GK: Well I've some quite practical solutions to that, I am a practical guy by background, so things such as reverse mentoring are a real obvious solution to that problem and actually that demystifies a lot and takes away a lot of their fear.
PL: Does it also play into how you reward people because presumably in the past it was about how much time they might spend resolving whatever the issue was, now it’s not so much about the time is it because technology’s going to enable them to perhaps come up with a solution faster but it doesn’t necessarily mean they’re being less valuable to you? So in terms of how you build clients, how you pay your own people, is that an issue too?
GK: Yes that's a real issue. So some of our very best people that we’re equipping with this independent thinking and with knowledge of the art of what’s possible and we’re deploying that in real life scenarios, they’re at a premium within the market. At the moment we’ve kind of got a very inflexible benefits approach within the industry and so those people probably have more value in different industries at the moment which have got maybe some more advanced thinking of it and I'm thinking of the software industry in particular where potentially you're paid and your benefits are related to the value that you bring in and you may be paid over a shorter period of time on say a consultancy basis to produce something, an outcome, rather than on say a time-based salary.
PL: Right so that's clearly an issue isn’t it because you don't want to be losing these people…
GK: That's right.
PL: …to places where they might be better rewarded so you’re going to have to rethink the whole way you do it.
GK: Yes so actually the salary and benefit structure we’re having to really think hard about what is going to be models because I don't think that this is going to happen overnight but what models are we going to need to deploy going forward.
PL: And finally back to Jonny and Jennifer.

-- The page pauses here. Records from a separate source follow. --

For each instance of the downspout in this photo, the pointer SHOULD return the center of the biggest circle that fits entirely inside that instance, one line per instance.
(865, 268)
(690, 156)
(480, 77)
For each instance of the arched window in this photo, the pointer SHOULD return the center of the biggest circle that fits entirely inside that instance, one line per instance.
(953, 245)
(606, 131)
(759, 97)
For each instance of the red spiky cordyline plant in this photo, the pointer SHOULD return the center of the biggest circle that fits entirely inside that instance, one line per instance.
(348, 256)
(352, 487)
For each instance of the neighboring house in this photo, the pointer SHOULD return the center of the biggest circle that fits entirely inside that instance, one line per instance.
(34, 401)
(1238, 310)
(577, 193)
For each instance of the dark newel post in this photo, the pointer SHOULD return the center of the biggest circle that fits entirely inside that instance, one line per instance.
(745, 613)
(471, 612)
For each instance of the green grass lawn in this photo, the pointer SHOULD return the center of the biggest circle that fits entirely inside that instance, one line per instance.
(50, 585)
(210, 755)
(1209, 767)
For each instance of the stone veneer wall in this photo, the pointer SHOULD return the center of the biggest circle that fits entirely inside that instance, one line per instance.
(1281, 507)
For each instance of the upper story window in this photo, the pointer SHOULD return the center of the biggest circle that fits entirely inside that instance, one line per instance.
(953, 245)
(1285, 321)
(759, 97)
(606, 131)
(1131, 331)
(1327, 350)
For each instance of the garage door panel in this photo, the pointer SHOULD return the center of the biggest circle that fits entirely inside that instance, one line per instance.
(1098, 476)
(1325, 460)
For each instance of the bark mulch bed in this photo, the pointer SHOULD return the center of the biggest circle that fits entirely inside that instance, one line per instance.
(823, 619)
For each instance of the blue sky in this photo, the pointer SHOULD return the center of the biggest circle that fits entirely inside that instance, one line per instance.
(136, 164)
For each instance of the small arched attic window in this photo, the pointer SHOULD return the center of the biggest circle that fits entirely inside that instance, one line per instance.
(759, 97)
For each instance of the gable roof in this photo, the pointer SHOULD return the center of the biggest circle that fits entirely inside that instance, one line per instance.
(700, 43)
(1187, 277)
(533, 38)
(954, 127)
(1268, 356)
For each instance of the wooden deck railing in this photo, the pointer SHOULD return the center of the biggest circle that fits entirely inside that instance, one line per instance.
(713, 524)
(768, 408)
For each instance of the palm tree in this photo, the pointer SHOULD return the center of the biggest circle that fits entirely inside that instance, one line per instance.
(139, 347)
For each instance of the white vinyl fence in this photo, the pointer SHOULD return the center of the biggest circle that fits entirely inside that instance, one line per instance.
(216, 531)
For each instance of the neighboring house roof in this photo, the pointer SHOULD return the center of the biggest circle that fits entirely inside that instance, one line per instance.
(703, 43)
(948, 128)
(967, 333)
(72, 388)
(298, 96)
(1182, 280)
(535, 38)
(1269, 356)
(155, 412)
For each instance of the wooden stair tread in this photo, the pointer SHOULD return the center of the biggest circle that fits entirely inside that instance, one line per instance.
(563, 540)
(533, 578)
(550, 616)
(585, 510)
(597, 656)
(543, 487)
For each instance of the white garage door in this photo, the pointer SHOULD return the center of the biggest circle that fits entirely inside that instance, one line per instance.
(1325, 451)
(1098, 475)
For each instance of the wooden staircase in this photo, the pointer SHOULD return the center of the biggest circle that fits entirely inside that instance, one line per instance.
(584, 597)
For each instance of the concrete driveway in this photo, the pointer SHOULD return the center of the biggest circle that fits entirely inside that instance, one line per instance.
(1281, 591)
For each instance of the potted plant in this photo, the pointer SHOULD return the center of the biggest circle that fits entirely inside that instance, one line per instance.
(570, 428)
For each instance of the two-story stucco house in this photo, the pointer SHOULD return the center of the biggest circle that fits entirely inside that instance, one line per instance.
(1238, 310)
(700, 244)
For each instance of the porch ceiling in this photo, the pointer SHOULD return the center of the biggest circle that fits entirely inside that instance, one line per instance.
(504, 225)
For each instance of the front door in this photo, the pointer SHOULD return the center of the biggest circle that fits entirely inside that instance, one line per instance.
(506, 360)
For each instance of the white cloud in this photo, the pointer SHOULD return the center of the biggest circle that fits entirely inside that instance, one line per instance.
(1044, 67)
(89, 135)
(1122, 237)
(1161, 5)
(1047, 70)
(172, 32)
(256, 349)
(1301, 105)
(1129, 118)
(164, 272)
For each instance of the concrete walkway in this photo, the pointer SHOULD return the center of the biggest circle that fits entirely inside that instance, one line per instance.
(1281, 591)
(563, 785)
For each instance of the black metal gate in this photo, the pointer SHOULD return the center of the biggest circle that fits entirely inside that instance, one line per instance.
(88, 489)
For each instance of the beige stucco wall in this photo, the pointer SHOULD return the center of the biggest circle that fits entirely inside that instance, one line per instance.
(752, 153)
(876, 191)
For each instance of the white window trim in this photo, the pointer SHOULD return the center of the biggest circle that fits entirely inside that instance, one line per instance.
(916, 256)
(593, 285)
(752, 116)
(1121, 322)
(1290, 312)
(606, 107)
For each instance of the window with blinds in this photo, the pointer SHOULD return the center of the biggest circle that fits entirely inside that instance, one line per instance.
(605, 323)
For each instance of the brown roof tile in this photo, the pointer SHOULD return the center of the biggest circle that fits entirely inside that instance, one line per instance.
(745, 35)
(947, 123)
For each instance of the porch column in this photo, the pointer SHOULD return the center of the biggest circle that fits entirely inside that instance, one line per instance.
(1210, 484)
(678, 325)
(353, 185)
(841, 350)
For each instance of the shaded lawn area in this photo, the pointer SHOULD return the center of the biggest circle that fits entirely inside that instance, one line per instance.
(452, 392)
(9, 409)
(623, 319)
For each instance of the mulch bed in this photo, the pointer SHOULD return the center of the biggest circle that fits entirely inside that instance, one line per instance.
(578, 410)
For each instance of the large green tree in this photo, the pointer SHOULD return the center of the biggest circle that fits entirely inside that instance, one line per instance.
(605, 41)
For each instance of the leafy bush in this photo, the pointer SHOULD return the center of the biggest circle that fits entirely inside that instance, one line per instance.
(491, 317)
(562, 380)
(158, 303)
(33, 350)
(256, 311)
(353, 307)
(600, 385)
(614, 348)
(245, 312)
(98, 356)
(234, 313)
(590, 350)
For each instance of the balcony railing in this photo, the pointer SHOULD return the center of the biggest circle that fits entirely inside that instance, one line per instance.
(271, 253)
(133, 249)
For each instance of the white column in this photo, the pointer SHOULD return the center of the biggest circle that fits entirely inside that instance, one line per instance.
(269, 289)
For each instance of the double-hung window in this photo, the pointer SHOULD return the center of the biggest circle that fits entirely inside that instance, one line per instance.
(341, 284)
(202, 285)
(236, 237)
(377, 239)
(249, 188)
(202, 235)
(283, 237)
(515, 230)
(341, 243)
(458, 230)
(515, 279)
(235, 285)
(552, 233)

It sounds, listening to the pair of you, as if the researchers, you found it encouraging in terms of how this is going to play out, amidst all the doom we read and hear about that actually you do see that it’s a real positive force for good if we implement in the right way?
JG: Broadly I think so. We’re looking at concrete examples within this research. I think that one of the things that we need to do to get beyond the polemic of both the doom-mongerers [sic] and the utopians is to be less fixated with the futuristic technology and to look at what’s happening now with recently developed technology, because there are really concrete examples out there, we don't need to speculate about the technology of tomorrow, we can look at the technology of yesterday and today as it’s happening now.
So that's what we’re doing with this research is to take really concrete examples of how in particular automation, AI and robotics are being used in practice and it’s perhaps not surprising that they're used pretty sensibly. There are some glitches in the system that organisations come across, so there are risks there but broadly speaking applied sensibly the benefits are there to be had.
JC: And what we found is less than 5% of the survey participants thought the emerging technology had a negative effect and that for me is incredibly encouraging about humans’ ability to really have their life and work enabled and enriched by AI and automation rather than diminished.
PL: That's it for this month but something tells me that we’ll be looking at this subject again before long, well I say ‘we’ of course the podcast might be entirely automated by then.
What is definite is that tomorrow is Day 1 of the 71st annual conference and exhibition. It’s come round fast hasn’t it? Manchester will be heaving with the HR and L&D community, all there to hear from people like Lenny Henry and Shami Chakrabarti – trust, good work, diversity, security and all the other big issues we spend our time thinking about. Now if you can't be with us this time don't worry we’ll be recording interviews for upcoming podcasts so you will be able to hear from some of the best speakers right here on the podcast. Thanks for listening.